Proof of the hockey stick/Zhu Shijie identity $\sum\limits_{t=0}^n \binom tk = \binom{n+1}{k+1}$

After reading this question, the most popular answer use the identity $$\sum_{t=0}^n \binom{t}{k} = \binom{n+1}{k+1}.$$

What's the name of this identity? Is it the identity of the Pascal's triangle modified.

How can we prove it? I tried by induction, but without success. Can we also prove it algebraically?

Thanks for your help.

EDIT 01 : This identity is known as the hockey-stick identity because, on Pascal's triangle, when the addends represented in the summation and the sum itself are highlighted, a hockey-stick shape is revealed.

Imagine the first $n + 1$ numbers, written in order on a piece of paper. The right hand side asks in how many ways you can pick $k+1$ of them.
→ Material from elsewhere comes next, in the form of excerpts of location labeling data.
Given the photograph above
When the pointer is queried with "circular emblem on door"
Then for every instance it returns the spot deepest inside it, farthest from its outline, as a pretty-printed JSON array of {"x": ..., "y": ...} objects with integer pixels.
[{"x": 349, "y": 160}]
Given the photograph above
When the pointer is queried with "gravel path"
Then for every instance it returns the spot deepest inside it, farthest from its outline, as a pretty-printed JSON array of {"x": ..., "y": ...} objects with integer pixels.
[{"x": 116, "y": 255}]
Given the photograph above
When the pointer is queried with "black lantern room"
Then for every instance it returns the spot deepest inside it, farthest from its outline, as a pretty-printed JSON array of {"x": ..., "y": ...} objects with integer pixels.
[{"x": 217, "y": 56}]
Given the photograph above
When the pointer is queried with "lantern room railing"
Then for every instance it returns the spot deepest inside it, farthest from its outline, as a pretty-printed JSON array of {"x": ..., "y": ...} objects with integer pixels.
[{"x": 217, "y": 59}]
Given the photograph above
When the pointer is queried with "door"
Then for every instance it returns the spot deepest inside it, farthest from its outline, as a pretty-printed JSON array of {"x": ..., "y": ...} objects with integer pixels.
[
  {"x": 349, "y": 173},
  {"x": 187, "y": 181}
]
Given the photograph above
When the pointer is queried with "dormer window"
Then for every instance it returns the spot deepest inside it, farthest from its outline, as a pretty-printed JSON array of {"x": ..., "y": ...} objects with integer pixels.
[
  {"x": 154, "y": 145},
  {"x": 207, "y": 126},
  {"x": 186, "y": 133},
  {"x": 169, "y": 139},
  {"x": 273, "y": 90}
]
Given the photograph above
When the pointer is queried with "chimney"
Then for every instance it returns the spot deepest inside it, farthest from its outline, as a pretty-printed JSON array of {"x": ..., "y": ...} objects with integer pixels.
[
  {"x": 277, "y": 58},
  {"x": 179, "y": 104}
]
In how many ways can you do this?

You first pick a highest number, which you circle. Call it $s$. Next, you still have to pick $k$ numbers, each less than $s$, and there are $\binom{s - 1}{k}$ ways to do this.

Since $s$ is ranging from $1$ to $n+1$, $t:= s-1$ is ranging from $0$ to $n$ as desired.

We can use the well known identity $$1+x+\dots+x^n = \frac{x^{n+1}-1}{x-1}.$$ After substitution $x=1+t$ this becomes $$1+(1+t)+\dots+(1+t)^n=\frac{(1+t)^{n+1}-1}t.$$ Both sides of these equations are polynomials in $t$. (Notice that the RHS simplifies to $\sum_{j=1}^{n+1}\binom {n+1}j t^{j-1}$.)

If we compare coefficient of $t^{k}$ on the LHS and the RHS we see that $$\binom 0k + \binom 1k + \dots + \binom nk = \binom{n+1}{k+1}.$$

This proof is basically the same as the proof using generating functions, which was posted in other answers. However, I think it is phrased a bit differently. (And if it is formulated this way, even somebody who has never heard of generating functions can follow the proof.)